Немедленно начались аресты, проводившиеся с беспрецедентной активностью, о чем свидетельствуют записи об аутодафе, которые сохранил для нас Ороско. В огне уже заполыхали дрова, сложенные у столба в Толедо, ибо первые жертвы вскоре попали в жадные руки инквизиторов веры. Это были трое мужчин и их жены, коренные жители Вильярреаля, бежавшие оттуда, когда там появился инквизиторский трибунал. Они благополучно добрались до Валенсии, купили там ял, оснастили его и отправились в море. Они провели в плавании пять дней, когда, конечно же, «Господь пожелал наслать встречный ветер, пригнавший их обратно в порт, из которого они уплыли» – и там они попали в руки добрых инквизиторов, страстно желавших спасения их душ. Всех шестерых арестовали, как только они сошли на берег, и привезли в Толедо, куда к тому времени перенесли суд. Их допросили; их побег подтвердил их виновность; а значит – Christi nomine invocato – по приказу инквизиторов они были сожжены.
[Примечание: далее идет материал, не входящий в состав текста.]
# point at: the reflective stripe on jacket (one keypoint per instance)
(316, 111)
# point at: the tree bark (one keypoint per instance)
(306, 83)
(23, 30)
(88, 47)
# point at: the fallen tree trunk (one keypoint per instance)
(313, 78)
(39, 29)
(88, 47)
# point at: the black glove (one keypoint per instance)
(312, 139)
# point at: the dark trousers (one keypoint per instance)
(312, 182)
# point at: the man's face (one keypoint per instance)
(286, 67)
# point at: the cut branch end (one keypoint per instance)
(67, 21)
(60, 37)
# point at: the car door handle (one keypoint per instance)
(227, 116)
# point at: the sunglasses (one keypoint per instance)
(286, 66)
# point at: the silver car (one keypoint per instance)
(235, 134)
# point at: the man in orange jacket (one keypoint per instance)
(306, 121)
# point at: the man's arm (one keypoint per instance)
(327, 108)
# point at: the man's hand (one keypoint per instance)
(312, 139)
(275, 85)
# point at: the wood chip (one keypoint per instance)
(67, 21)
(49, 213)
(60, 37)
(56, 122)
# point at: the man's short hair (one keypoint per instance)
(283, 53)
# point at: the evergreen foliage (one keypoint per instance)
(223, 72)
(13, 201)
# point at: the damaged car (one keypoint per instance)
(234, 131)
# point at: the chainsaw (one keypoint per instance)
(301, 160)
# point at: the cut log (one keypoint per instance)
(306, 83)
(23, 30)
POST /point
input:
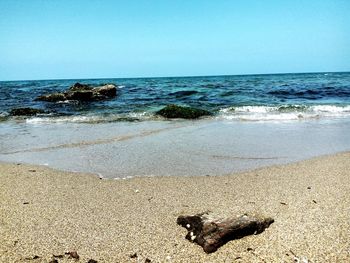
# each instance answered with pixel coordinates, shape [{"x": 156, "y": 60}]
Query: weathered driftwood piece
[{"x": 212, "y": 232}]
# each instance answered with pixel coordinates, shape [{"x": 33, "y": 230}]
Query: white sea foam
[{"x": 284, "y": 113}]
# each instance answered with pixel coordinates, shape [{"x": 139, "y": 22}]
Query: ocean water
[
  {"x": 258, "y": 120},
  {"x": 247, "y": 97}
]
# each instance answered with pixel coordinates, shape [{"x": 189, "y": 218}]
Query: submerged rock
[
  {"x": 26, "y": 112},
  {"x": 82, "y": 92},
  {"x": 175, "y": 111}
]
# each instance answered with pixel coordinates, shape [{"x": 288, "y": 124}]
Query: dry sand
[{"x": 44, "y": 212}]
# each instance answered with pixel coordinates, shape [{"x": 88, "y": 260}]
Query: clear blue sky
[{"x": 48, "y": 39}]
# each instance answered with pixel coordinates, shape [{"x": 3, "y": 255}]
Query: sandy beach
[{"x": 45, "y": 212}]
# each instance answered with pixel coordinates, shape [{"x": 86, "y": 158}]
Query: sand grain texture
[{"x": 44, "y": 212}]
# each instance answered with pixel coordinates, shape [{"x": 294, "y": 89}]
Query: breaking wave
[{"x": 284, "y": 113}]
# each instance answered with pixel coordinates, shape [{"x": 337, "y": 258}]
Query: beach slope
[{"x": 46, "y": 213}]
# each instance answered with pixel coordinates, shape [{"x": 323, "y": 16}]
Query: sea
[{"x": 257, "y": 120}]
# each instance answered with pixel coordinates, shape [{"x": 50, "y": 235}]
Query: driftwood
[{"x": 212, "y": 232}]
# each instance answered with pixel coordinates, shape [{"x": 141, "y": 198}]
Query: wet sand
[{"x": 45, "y": 212}]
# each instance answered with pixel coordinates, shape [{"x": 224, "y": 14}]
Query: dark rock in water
[
  {"x": 108, "y": 90},
  {"x": 174, "y": 111},
  {"x": 82, "y": 92},
  {"x": 79, "y": 86},
  {"x": 183, "y": 93},
  {"x": 26, "y": 112},
  {"x": 54, "y": 97},
  {"x": 82, "y": 95},
  {"x": 212, "y": 232}
]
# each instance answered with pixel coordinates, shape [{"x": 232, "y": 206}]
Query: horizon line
[{"x": 184, "y": 76}]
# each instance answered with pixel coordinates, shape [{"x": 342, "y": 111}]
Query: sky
[{"x": 65, "y": 39}]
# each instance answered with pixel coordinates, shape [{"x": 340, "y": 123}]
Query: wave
[
  {"x": 284, "y": 112},
  {"x": 236, "y": 113}
]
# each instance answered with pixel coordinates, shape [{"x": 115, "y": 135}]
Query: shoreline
[
  {"x": 47, "y": 212},
  {"x": 178, "y": 148}
]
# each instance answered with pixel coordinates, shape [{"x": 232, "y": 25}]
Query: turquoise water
[
  {"x": 246, "y": 97},
  {"x": 258, "y": 120}
]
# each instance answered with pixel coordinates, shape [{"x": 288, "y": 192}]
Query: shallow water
[
  {"x": 246, "y": 97},
  {"x": 258, "y": 120}
]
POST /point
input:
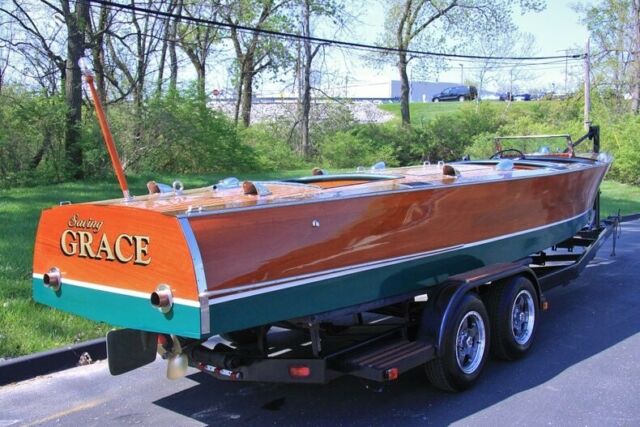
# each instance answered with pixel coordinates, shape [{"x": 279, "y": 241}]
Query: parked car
[
  {"x": 522, "y": 97},
  {"x": 515, "y": 96},
  {"x": 456, "y": 93}
]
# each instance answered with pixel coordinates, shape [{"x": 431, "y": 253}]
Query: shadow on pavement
[{"x": 594, "y": 313}]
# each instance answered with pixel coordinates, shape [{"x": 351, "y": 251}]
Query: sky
[{"x": 555, "y": 29}]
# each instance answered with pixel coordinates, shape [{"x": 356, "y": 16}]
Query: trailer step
[{"x": 385, "y": 361}]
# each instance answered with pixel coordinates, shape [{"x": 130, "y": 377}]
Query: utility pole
[
  {"x": 566, "y": 69},
  {"x": 587, "y": 86}
]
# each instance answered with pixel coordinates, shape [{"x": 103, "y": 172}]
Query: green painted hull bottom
[
  {"x": 317, "y": 297},
  {"x": 371, "y": 285},
  {"x": 119, "y": 310}
]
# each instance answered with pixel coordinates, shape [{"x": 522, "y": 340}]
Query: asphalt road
[{"x": 583, "y": 370}]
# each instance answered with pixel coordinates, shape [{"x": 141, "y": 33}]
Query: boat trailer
[{"x": 383, "y": 339}]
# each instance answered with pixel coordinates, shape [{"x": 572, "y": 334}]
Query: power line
[{"x": 319, "y": 40}]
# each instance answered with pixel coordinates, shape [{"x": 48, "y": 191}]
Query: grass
[
  {"x": 422, "y": 112},
  {"x": 616, "y": 196},
  {"x": 27, "y": 327}
]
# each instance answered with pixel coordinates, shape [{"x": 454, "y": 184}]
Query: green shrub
[
  {"x": 352, "y": 149},
  {"x": 272, "y": 152},
  {"x": 31, "y": 137}
]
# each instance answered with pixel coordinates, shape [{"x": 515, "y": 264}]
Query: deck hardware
[
  {"x": 178, "y": 187},
  {"x": 52, "y": 279},
  {"x": 158, "y": 188},
  {"x": 449, "y": 170},
  {"x": 162, "y": 298},
  {"x": 378, "y": 167}
]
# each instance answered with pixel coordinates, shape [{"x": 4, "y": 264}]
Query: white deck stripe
[
  {"x": 120, "y": 291},
  {"x": 329, "y": 274}
]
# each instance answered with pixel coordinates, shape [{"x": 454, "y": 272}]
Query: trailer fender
[{"x": 436, "y": 317}]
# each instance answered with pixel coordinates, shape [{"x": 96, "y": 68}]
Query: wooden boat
[{"x": 234, "y": 255}]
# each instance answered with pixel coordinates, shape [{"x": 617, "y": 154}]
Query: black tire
[
  {"x": 447, "y": 372},
  {"x": 243, "y": 336},
  {"x": 512, "y": 337}
]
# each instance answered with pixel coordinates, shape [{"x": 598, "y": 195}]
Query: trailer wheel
[
  {"x": 513, "y": 311},
  {"x": 465, "y": 347}
]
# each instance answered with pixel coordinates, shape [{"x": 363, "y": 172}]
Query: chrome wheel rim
[
  {"x": 523, "y": 316},
  {"x": 470, "y": 342}
]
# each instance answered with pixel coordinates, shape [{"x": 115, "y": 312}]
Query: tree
[
  {"x": 197, "y": 40},
  {"x": 614, "y": 27},
  {"x": 43, "y": 38},
  {"x": 254, "y": 52},
  {"x": 418, "y": 24}
]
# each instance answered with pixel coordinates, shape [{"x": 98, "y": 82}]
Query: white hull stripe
[
  {"x": 290, "y": 282},
  {"x": 120, "y": 291}
]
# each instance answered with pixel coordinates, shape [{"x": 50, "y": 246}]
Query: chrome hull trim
[
  {"x": 596, "y": 164},
  {"x": 114, "y": 290},
  {"x": 273, "y": 285}
]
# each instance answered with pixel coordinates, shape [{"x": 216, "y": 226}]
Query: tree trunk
[
  {"x": 247, "y": 92},
  {"x": 201, "y": 73},
  {"x": 635, "y": 94},
  {"x": 236, "y": 113},
  {"x": 404, "y": 89},
  {"x": 173, "y": 57},
  {"x": 163, "y": 52},
  {"x": 306, "y": 83},
  {"x": 98, "y": 54},
  {"x": 73, "y": 87}
]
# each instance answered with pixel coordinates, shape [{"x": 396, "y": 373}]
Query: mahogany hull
[{"x": 231, "y": 269}]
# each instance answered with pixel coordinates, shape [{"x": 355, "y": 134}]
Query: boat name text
[{"x": 88, "y": 224}]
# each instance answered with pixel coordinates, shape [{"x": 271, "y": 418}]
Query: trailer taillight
[
  {"x": 391, "y": 374},
  {"x": 299, "y": 371}
]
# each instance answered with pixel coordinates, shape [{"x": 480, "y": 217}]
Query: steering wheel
[{"x": 498, "y": 154}]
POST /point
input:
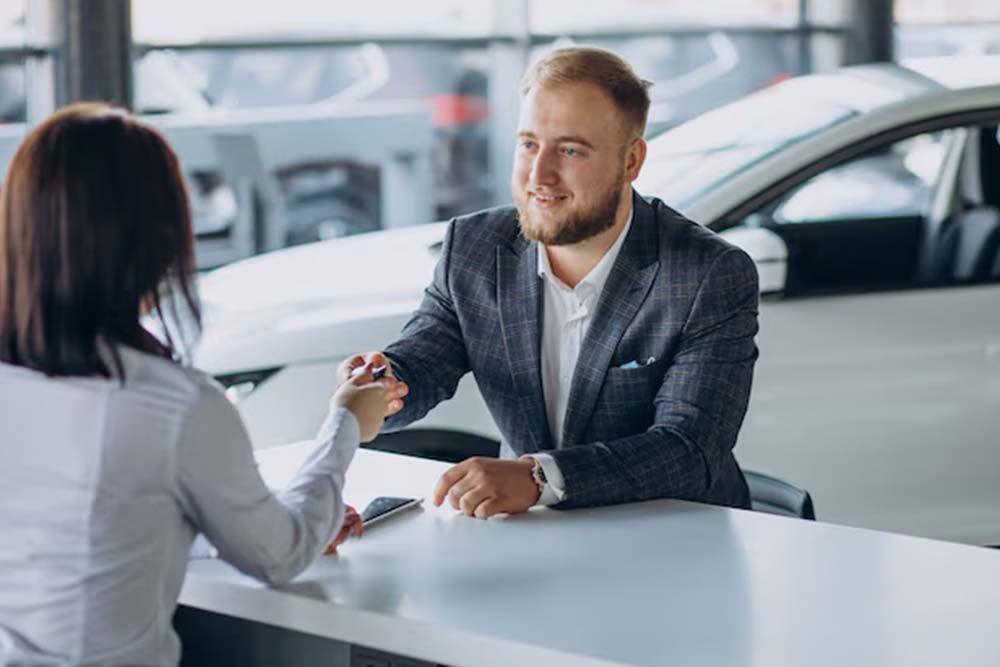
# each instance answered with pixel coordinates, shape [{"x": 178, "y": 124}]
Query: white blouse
[{"x": 103, "y": 488}]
В результате добровольной явки с повинной первое большое аутодафе прошло в Толедо в первое воскресенье Великого поста, 12 февраля 1486 года. Кающихся из семи церковных приходов (около 750 мужчин и женщин) провели процессией и подвергли наказанию, известному как verguenza («позор»), которое было достаточно унизительным и для христианина, а уж гордость еврея (да и мавра) ранило так сильно, что он почти предпочел бы ему саму смерть. Наказание состояло в том, что мужчин и женщин проводили по улицам босиком, с непокрытой головой и обнаженными до пояса. Во главе процессии несли белое распятие, а следом по двое шли представители братства святого Петра Веронского – служители инквизиции, одетые в черное и с белым крестом святого Доминика на плащах. За ними шла толпа полуобнаженных кающихся, к душевным мучениям которых добавлялись физические, ибо погода была такой сырой и холодной, что инквизиторы сочли целесообразным выдать им сандалии, иначе они не смогли бы идти. Каждый из них нес в руках незажженную свечу из зеленого воска – это означало, что свет веры еще не осветил его душу. Вскоре, когда их допустят к примирению с церковью и отпущению грехов, эти свечи зажгут в знак того, что свет веры вновь вошел в их сердца; свет был символом веры, и понятия «вера» и «свет» стали почти взаимозаменяемыми.

Ороско сообщает нам, что среди кающихся было много видных жителей Толедо, людей, занимавших высокое положение и пользовавшихся уважением; должно быть, они глубоко переживали свой позор, пока их таким образом вели по запруженным народом улицам, чтобы они явили собой полезное зрелище для толпы, собравшейся в Толедо из всех окрестных деревень. Для обеспечения массового посещения аутодафе о нем было широко объявлено за две недели до проведения.

Хроникер этих событий сообщает нам, что многие из этих несчастных громко и горестно стенали, но совершенно ясно, что их положение не вызывало у него сочувствия: он считает, что они скорее страдали от бесчестья, которому подверглись, а не потому, что согрешили против Господа (именно по этой причине им следовало бы страдать).